午の日に植えられぬ餅稲
どんな伝承か
文部省の迷信調査協議会が昭和二十一年に全国の小学校を通じて集めた慣習調査で、秋田県の農村として選ばれた仙北郡千屋小学校の区域から報告された俗信。午の日には餅稲を植えられないという。同書はこれを農業に関するものの第四例に挙げ、苗代へ餅稲を植えぬ新潟県聖籠、苗代へ餅稲を作るといけない三重県豊池、餅稲田の廻りに小豆を作らぬという例と並べている。同書は苗代の禁忌について、餅稲は神に供える米であるから一度使った苗代の跡は避けたいという気持から出たものだろうと解いている。
※伝承地の場所は必ずしも正確ではありません
出典の文献について
日本の俗信 1――迷信の実態(文部省迷信調査協議会・日本の俗信・昭和24年(1949))

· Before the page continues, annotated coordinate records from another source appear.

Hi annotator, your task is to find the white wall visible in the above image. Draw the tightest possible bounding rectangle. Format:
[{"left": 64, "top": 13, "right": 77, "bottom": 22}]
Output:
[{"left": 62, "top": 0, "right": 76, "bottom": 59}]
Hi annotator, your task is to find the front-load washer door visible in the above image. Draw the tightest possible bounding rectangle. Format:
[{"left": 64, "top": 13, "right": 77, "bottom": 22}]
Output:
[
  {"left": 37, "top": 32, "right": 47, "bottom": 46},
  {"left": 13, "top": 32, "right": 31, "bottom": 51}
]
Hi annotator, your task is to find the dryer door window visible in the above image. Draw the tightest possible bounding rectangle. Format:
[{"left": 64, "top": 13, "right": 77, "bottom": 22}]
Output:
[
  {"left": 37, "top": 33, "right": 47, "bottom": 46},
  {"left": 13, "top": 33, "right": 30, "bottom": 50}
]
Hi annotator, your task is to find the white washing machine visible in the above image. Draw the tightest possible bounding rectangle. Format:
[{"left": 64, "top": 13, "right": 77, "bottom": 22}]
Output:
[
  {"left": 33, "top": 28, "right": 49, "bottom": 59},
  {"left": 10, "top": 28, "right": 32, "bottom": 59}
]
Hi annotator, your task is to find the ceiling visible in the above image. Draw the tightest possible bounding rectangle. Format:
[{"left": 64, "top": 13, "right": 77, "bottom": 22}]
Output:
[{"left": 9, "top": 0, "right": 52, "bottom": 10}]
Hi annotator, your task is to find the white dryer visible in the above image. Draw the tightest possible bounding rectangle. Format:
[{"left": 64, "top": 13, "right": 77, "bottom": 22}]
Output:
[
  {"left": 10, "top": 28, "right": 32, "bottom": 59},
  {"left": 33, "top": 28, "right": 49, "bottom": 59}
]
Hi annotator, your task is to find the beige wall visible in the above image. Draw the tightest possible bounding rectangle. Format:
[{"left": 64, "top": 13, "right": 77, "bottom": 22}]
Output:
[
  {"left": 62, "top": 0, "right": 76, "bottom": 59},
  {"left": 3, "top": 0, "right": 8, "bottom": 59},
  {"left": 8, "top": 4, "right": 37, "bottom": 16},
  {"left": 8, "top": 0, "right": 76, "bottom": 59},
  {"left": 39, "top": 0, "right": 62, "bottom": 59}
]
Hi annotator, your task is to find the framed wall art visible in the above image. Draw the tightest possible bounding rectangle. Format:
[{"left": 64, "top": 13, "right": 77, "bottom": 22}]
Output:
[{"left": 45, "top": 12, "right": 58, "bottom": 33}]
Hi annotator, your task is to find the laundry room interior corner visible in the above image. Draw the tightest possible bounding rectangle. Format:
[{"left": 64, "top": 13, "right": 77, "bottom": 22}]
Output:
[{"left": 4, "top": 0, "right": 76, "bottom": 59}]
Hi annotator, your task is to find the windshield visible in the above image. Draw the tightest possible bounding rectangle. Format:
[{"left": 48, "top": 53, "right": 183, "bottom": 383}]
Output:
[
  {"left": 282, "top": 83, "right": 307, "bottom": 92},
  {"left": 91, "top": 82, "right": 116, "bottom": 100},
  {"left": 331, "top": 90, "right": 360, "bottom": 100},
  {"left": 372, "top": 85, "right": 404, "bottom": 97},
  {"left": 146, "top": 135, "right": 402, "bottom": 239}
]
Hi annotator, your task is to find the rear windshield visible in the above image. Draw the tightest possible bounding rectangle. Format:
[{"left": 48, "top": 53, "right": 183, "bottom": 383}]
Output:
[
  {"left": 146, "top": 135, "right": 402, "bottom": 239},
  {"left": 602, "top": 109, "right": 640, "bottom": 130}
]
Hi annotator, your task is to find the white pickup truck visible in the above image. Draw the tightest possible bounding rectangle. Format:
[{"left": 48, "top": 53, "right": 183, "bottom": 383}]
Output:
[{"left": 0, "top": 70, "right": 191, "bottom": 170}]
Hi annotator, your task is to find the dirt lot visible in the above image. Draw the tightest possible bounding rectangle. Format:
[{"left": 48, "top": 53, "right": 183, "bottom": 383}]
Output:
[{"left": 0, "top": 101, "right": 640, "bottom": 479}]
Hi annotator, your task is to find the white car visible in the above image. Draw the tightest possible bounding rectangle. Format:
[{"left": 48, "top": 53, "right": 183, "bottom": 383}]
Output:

文部省迷信調査協議会『日本の俗信1―迷信の実態』(昭和二十四年)。戦後の文化国家建設を背景に、昭和二十一年から宇野圓空を委員長とし今野圓輔・森秀男・古畑正秋らの人文・自然科学者・迷信研究家が、全国の児童生徒・教師を通じて行った大規模な迷信実態調査の第一回報告。